Three years ago, when I was invited to be a part of this annual commemoration, I hesitated. Good Friday had never been high on my list of days, even though I was raised with a dogma that honors it. I wondered whether I was the right person to read such a highly revered story.
It turns out I am just the right person, because I am the one who had so much to learn. Part of the lesson came with the words I spoke, and part of it came with music performed around me.
The people who sing and play for this event are not all Christians. Some of them practice in other faiths, and a few of them don’t believe strongly in anything in particular. Music brings them together.
The beauty of the score, and the opportunity to share it with an audience, unites musicians. That is what they do: They share music, no matter its source or its message.
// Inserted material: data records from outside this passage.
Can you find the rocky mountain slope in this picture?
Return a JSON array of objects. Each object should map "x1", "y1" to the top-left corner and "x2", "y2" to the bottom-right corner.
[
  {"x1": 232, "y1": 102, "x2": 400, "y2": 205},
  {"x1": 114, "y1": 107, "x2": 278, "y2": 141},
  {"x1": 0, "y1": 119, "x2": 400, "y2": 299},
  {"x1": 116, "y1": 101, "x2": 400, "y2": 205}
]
No one stops to think whether they are singing about their own beliefs. It is their purpose in life, and they perform to their fullest because they are musicians.
One line from the Holy Week passages used to annoy me when I was young. This weekend, however, as it was delivered in a powerful piece of music, that line became one of the most beautiful passages I have ever heard. It was because I heard through the instruments of an interfaith collective.
I ask you to reach beyond your own traditions and dogma to listen as others, who don’t share your faith, may hear them. The result may be a richer, clearer, more meaningful experience for you and for them.
Reach beyond what you know!
And the next time you meet a musician, thank him/her for bringing us all together.
In my circle of musicians, we lost a good one this weekend. Mark Angeles was raised on Sinatra and the blues, and he belted out those genres and more for secular audiences and congregations. All who heard him are grateful for his music and his smile.